See http://en.wikipedia.org/wiki/Malware for a description of what malware is.

If you want to know the exhibited behaviors of a program, you can submit it to various online services such as ThreatExpert, or you can use programs such as Process Monitor or Buster Sandbox Analyzer.

I don't know if any organization inspects popular software for trigger-based behavior.

 

According to Wikipedia, the closest thing that describes what I describe is a "trojan". However, trojans are described as malware disguised as useful software. I'm not sure whether that includes malicious functionality embedded in an app that actually does deliver its professed value i.e. the useful software is more than just a disguise. Not that it matters, since it's just symantetcs (pun intended).

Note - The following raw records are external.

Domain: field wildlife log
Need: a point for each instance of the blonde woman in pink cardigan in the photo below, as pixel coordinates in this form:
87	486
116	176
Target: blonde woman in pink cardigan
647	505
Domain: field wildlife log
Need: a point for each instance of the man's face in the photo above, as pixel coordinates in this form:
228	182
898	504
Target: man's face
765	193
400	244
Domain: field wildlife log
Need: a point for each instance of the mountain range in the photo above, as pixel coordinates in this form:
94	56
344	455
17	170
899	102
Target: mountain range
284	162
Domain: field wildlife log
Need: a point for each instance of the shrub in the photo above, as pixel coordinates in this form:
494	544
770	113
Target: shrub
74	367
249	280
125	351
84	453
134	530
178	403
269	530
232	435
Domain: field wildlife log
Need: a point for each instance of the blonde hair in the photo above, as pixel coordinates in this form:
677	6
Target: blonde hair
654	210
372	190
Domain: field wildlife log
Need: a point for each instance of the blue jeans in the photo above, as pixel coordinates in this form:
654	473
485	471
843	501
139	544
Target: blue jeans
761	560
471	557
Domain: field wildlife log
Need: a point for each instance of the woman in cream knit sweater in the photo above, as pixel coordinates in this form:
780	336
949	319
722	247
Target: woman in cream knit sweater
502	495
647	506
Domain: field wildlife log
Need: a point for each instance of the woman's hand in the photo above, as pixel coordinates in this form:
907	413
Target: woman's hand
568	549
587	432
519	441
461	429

ThreatExpert is pretty interesting. I checked out the description of the reports at http://www.threatexpert.com/overview.aspx , and it seems that only overt malicious behaviour is described i.e. there is no way to identify dormant malicious behaviour. However, there is also mention of reporting rootkits, though I suspect it might also be based on overt behaviour (based on the description of the report).

 

Wildersnube, I do not know why you are so much concerned about Easeus being infected with malware. Had it been infected, it would have been in the news by now. It is a well known company and the products are used by many people. The products might not be good enough when stacked up against competition, but they are definitely not carrying trojans inside them!

 

BTW, Easeus just started a private beta of TDB V4

 

Hello, Raza0007, the reassurances you provide are exactly what I would like to validate (if possible - not sure if it is) because EASEUS is such a lauded piece of freeware. As for why I'm concerned, the source of the concern is unsubstantiated, so I don't care to go down that path. I just want to seek the validated reassurance if possible. Thanks.

 

You are right to be concerned, but you are unlikely to find anybody here who will validate this for you, as most people do not expect trojans or other malwares to be present in products from reputable companies. This might be a concern for a product from an unknown author, but Easeus is quite well known and it would be business suicide for them to even contemplate hiding a virus or trojan inside their products.

 

Totally safe. + I use the freeware EaseUS Todo Backup Free 3.5 and I'm VERY satisfied.